第3話顔合わせ。

 やっと、放課後だ。

 小学生の遠足の前日みたいな待ちきれない気持ちは終わり、高揚感へとシフトしていく。

 昼休みにタイミングが悪く会えなかった織姫に、やっと伝えられる。

 新入部員も紹介できる。

 廃部を逃れられる。

 部室に向かう足取りは、自然と早くなる。

「・・・ハァハァ。よぅ、織姫。」

 息を少し切らし、部室のドアを軽快に開ける。

「どっ、どうしたの?そんなに息切らして・・・。」

 心配そうに織姫は見つめる。

「・・・ぃんっ、新入部員っ!俺たち、後輩ができるんだ。」

「えっ?」

 驚嘆して、固まっている。

「・・・そっ、そうなんだ。へぇ~、本当に叶っちゃうなんて!お星様、様様さまさまだねっ!!」

「喜び過ぎだ。気持ちは分からなくもないけどさ。」

「その新入部員さんは・・・どんな子なの?」

「あっ!それは、もうそろそろ来るはずだ。」

「あの~、鶫屋先輩。」

 噂をすれば何とやらだ。

 そのとやらは、俺の後ろに隠れるように立っていた。

(まあ、小さいのもあるけど。)

「・・・えっ、女の子なの?」

 織姫は、苦虫を噛み潰したような顔をしている。

 言っていなかったから、困惑するのも当然か。

「そうだよ。1・Sの朧月月子さんだ。」

「・・・どうも。」

 朧月は、俺の後ろにこそこそ隠れる。

 教室に来た堂々とした彼女は何処、行った??

「私は、天道織姫。一応、副部長。よろしくね。朧月さん、S組って特進でしょ?凄いね。」

 優しく声をかける織姫。

 織姫が居て良かった、俺だけなら絶対会話続かねえよ。

「・・・別に。」

 彼女は、相も変わらず素っ気ない。

「どうして、天文部に入ろうと思ったの?」

「それは、俺も気になるな。」

 2人の視線が朧月に向けられる。

「鶫屋先輩が────っから。」

 上手く聞き取れなかった。

「えっ、俺が?」

「っ~、暇だったから。」

 なんとも、彼女らしい回答のように感じる。

「「なっ、なるほどねえ。」」

 相槌が被った。

 織姫も同じ気持ちなのだろうか。

「・・・・・・。」

 長い沈黙が生まれる。

 いかん、何か言わなければ。

「まあ、今日は空も曇ってるし、もう解散にするかっ?」

「そうだねぇ」

 ほのぼのと返事をする織姫。

「・・・次。
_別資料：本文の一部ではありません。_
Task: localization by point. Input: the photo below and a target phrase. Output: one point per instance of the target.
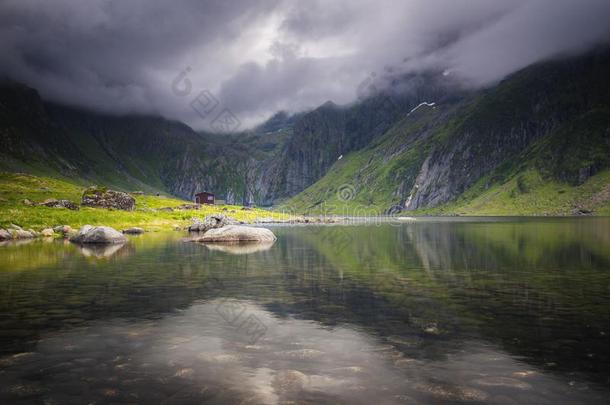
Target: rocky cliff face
(420, 144)
(501, 123)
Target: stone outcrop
(212, 222)
(100, 197)
(133, 230)
(98, 235)
(55, 203)
(4, 234)
(236, 234)
(47, 232)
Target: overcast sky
(256, 57)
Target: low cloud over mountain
(259, 56)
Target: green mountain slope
(537, 143)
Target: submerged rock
(65, 230)
(98, 234)
(100, 197)
(133, 231)
(212, 222)
(21, 234)
(4, 234)
(455, 393)
(237, 233)
(47, 232)
(240, 248)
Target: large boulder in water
(236, 234)
(5, 235)
(100, 197)
(212, 222)
(98, 235)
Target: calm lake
(506, 311)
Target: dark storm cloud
(259, 56)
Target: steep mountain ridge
(430, 147)
(436, 154)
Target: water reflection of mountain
(426, 287)
(538, 288)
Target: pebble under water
(501, 311)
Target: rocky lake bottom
(476, 310)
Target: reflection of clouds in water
(197, 356)
(103, 251)
(239, 248)
(100, 251)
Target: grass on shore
(16, 187)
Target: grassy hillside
(15, 187)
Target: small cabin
(204, 198)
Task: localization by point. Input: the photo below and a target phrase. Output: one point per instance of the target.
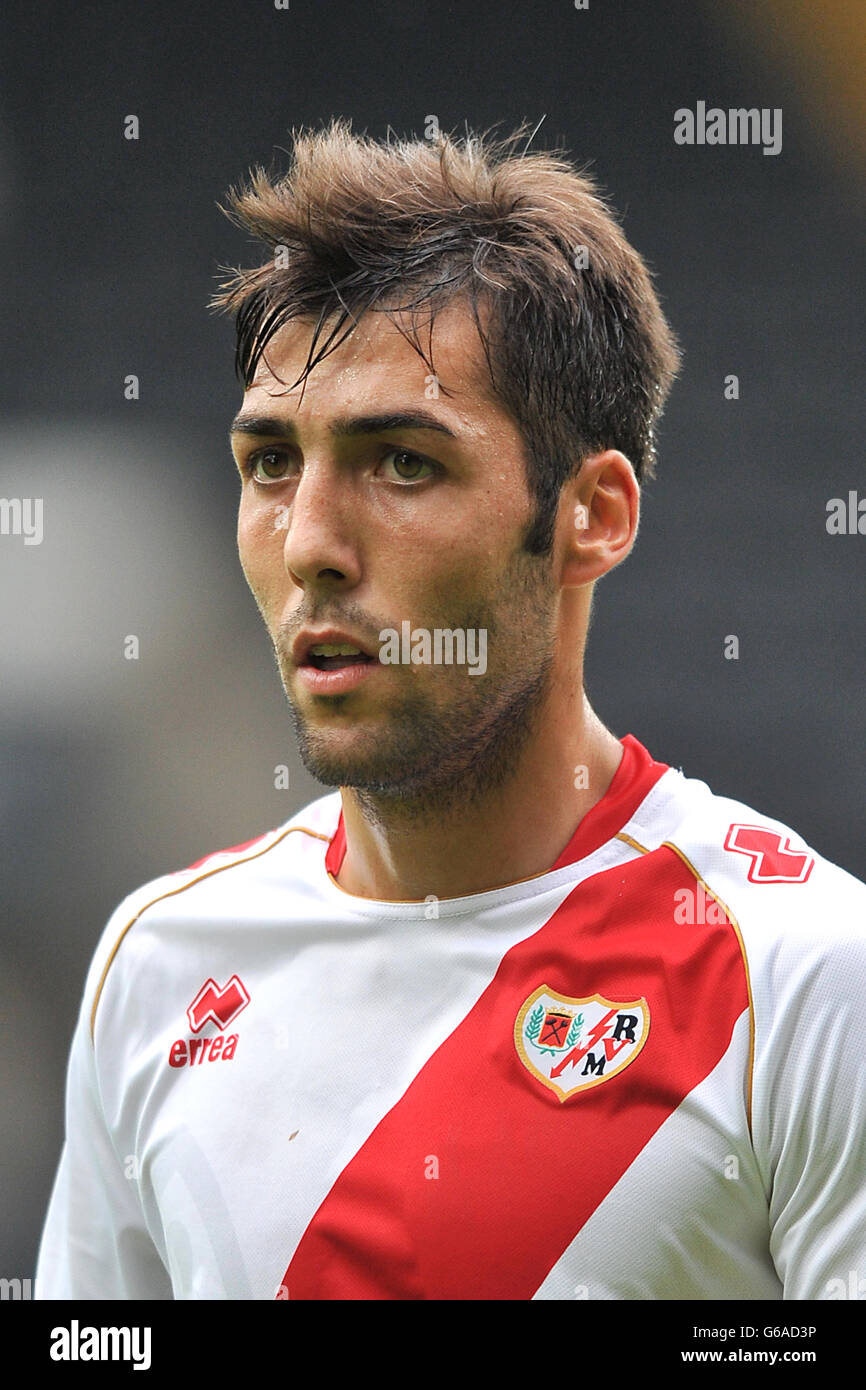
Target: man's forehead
(378, 353)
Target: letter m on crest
(773, 861)
(217, 1005)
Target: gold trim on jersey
(171, 893)
(669, 844)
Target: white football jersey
(635, 1076)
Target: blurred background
(117, 770)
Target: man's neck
(512, 833)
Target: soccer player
(517, 1011)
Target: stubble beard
(433, 758)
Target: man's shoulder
(239, 881)
(769, 877)
(306, 831)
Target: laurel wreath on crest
(533, 1029)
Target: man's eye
(268, 464)
(407, 466)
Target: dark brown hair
(577, 346)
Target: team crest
(573, 1044)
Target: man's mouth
(332, 656)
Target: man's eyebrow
(345, 426)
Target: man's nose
(321, 528)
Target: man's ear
(597, 519)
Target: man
(519, 1012)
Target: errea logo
(213, 1004)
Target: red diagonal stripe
(519, 1169)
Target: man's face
(352, 526)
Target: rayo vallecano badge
(572, 1044)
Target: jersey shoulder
(291, 854)
(772, 881)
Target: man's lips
(306, 655)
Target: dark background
(116, 772)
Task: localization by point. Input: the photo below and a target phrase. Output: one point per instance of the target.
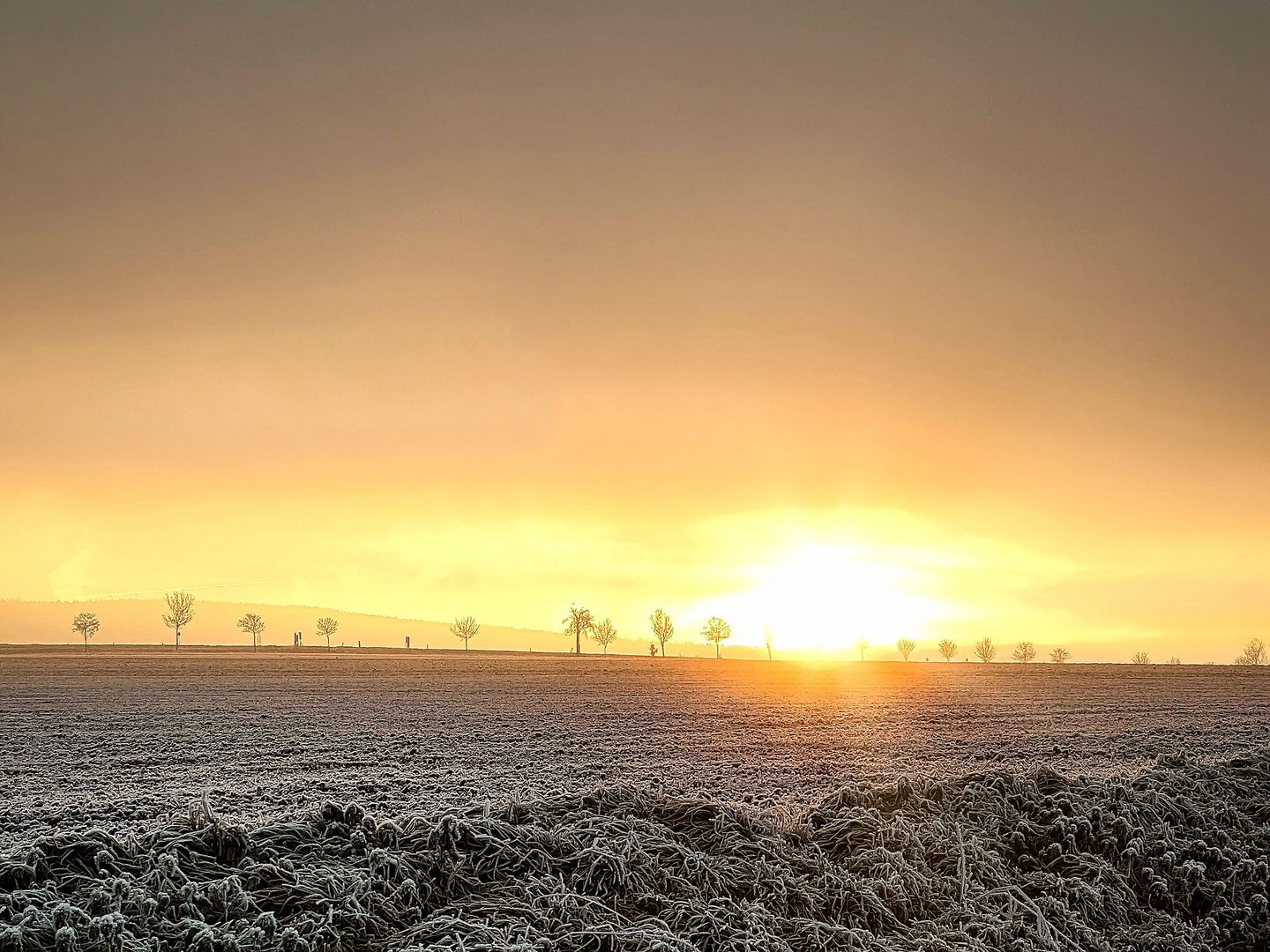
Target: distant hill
(135, 621)
(138, 622)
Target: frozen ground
(485, 802)
(118, 736)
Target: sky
(843, 320)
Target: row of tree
(181, 612)
(984, 651)
(580, 623)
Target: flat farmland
(117, 738)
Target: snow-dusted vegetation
(314, 800)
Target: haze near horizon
(848, 322)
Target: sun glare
(827, 598)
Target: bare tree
(663, 628)
(254, 626)
(715, 632)
(1255, 654)
(326, 628)
(578, 622)
(465, 628)
(605, 634)
(86, 625)
(181, 612)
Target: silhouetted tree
(465, 628)
(578, 622)
(605, 634)
(86, 625)
(253, 625)
(663, 628)
(716, 631)
(181, 612)
(326, 628)
(1254, 654)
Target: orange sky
(424, 310)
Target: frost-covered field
(482, 801)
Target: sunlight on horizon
(826, 597)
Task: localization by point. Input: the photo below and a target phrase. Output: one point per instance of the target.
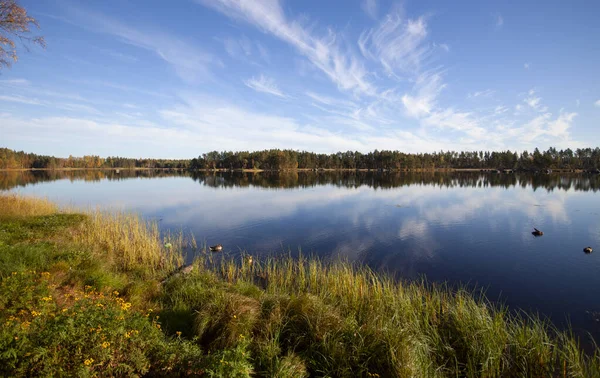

」

「えっ?」

「次いつ?」

 いつもの調子で解散にするところだった。

 お互い適当に来てる感じだったからな(織姫は基本、俺が行くといつでもいたが)。

「ん~、じゃあ、次に晴れた日だ。基本的に晴れた日が部活活動日だ。」

「・・・分かった。」

 朧月は納得し、そそくさと帰る。

「・・・分かった。ソラ君が言うなら仕方ないね。」

 織姫は、悲しそうに俯き部室を去った。

 俺の判断に間違いはなかった。

 何しろ天文部なんだから、星が見えない日に集まっても意味ないじゃないか。

 『────間違ってないはずなのにっ。』

 俺は、しばらく立ちすくんでいた。